The tunes of Yussef Dayes play in the background, the subtle bustle of folks come and go, and I sit here in this small, sunny space and write. I jot down a couple of lists: a weekly to-do, meal plan and grocery shop, and home chores. The lists somehow turn into a rambling reflection on the Russian attacks on Ukraine. The political digression evolves into a writing exercise in which I use as much alliteration, assonance, consonance as I can to describe the last person to walk in and talk to the barista.

In between the bullet points, war angst, and daisy chaining sounds together, I occasionally take a pause from writing and look up and around to gather my thoughts.

I notice a guy sitting a few tables away.

I realize he and I are both kind of dressed the same: we wear khaki chino pants, five panel hats, and clear framed glasses.

He and I both have a coffee mug on a saucer and a glass of water on our tables.

He, too, is writing.

He and I both have well-worn, black leather soft cover notebooks and write in pens with our left hands.

In this small, sunny space, it feels as if he and I are not all that different.

During a few of my pause and look around breaks, we make eye contact.

I wonder if he too is occasionally looking up and around to gather his thoughts.

I wonder what he writes about.
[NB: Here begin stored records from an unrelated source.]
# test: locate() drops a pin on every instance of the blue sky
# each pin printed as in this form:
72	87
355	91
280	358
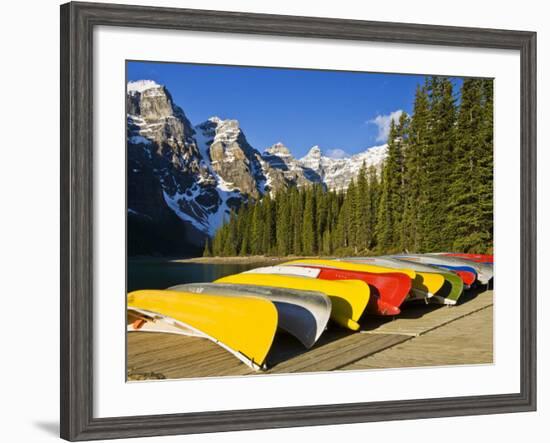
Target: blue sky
339	111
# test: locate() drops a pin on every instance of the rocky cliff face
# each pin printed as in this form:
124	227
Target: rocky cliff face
183	181
336	174
283	170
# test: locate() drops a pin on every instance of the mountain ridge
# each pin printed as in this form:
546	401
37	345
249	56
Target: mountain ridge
196	175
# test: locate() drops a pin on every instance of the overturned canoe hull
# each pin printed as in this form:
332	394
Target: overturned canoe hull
245	326
479	258
448	293
424	284
388	290
303	314
349	298
466	273
484	272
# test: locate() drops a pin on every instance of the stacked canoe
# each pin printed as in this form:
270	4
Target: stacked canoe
243	312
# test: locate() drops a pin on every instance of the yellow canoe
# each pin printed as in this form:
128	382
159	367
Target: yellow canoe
349	298
245	326
422	281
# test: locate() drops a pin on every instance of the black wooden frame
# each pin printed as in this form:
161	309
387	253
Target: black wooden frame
77	23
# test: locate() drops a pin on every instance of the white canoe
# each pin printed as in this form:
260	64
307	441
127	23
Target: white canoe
303	314
484	272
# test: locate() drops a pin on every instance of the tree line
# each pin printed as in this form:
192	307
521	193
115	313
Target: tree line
433	193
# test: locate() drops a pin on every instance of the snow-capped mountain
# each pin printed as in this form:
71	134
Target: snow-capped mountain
336	174
183	180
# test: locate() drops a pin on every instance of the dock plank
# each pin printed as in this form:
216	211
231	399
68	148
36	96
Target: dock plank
422	335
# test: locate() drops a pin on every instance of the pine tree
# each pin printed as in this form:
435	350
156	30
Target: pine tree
206	252
362	210
372	208
391	201
486	166
470	205
282	225
256	229
415	182
438	157
296	221
308	227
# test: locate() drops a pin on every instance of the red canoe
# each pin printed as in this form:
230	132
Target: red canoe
479	258
388	290
467	277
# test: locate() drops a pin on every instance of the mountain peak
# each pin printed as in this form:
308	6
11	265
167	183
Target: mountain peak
278	149
314	153
142	85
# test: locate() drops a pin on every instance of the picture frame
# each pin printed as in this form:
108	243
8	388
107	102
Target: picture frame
78	21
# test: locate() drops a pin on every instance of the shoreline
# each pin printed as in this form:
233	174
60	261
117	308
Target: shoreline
244	260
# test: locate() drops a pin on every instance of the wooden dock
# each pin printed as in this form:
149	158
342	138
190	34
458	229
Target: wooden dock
422	335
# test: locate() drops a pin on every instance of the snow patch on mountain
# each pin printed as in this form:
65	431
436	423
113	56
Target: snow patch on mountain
142	85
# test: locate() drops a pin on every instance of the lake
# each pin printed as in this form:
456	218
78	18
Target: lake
160	274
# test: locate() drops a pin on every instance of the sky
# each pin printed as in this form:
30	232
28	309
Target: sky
342	112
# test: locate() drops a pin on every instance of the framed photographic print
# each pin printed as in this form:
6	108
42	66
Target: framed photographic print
274	221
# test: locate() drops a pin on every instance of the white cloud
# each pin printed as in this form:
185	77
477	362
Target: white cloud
337	153
383	123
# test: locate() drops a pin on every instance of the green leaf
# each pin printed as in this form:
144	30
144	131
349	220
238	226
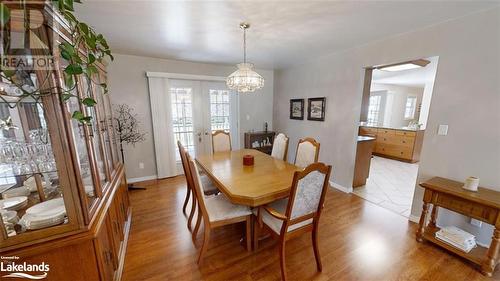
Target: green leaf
66	97
73	69
91	59
104	88
68	4
84	28
89	102
69	81
91	70
78	115
67	48
69	16
9	73
4	14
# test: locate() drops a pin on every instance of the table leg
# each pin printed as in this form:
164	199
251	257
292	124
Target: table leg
421	223
489	264
434	215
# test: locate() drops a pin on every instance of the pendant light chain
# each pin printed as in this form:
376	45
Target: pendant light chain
244	44
245	79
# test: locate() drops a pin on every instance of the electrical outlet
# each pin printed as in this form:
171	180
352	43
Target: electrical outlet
443	130
475	222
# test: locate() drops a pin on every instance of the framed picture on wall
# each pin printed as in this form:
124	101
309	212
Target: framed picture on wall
316	109
297	109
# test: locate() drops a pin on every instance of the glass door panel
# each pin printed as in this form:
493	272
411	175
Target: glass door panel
103	123
32	193
95	137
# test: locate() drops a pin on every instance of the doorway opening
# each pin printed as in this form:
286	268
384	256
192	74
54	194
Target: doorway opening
200	108
395	107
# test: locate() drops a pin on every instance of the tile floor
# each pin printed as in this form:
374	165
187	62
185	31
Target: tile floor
391	185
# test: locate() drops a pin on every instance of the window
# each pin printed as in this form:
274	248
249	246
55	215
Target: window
182	118
411	103
219	110
374	110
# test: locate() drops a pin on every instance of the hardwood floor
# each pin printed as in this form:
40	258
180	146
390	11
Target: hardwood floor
358	241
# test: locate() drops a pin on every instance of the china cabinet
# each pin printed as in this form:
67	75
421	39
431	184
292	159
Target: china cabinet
63	190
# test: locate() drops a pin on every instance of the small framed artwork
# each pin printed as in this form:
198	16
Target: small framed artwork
297	109
316	109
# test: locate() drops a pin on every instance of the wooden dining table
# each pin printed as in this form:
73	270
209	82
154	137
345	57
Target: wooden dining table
267	180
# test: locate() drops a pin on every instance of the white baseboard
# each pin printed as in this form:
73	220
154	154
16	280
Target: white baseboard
340	187
414	219
146	178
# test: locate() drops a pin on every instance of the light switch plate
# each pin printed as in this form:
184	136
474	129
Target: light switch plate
475	222
443	130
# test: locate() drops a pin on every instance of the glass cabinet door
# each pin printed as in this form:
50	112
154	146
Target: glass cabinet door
104	124
101	173
36	196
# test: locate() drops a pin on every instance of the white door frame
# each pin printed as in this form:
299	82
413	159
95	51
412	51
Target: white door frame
182	76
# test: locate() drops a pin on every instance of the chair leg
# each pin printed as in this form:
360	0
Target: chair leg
249	233
256	232
197	227
316	248
282	259
188	193
204	247
193	209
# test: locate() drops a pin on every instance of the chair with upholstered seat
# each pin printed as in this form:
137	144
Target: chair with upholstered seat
280	147
307	152
217	211
297	214
221	141
210	188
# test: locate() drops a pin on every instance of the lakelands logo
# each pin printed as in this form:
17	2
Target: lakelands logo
15	269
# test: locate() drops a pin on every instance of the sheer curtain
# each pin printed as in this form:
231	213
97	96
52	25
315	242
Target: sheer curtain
161	113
I wonder if he scribbles down the same sort of things as I do: his list of chores to work on when he gets home, some personal thoughts about the Ukraine and Russia conflict, a poetic exercise using literary tactics to describe the last person who stood at the counter to order a coffee.

I wonder if he is writing about me as I write about him.

I realize how, in this small, sunny space, we are more the same than we are different.

And I wonder if this small, sunny space makes him realize that too.

The only difference I see is that, as I sit at a table facing the street, he sits in the window seat facing me.

I lift my pen from the imprint made on the page while forming the dot of the period in the previous sentence, and as I take another pause from writing to look up and around to gather my thoughts, he stands and slings his bag over his shoulder. He passes me with a slight smile and nod and busses his mug.

As I watch him walk out of the coffee shop and close the door behind him, I realize that it is raining outside.

I stay here in this small, sunny space and take another sip of my latte.

I wonder if he had a latte too. Or was it a cappuccino?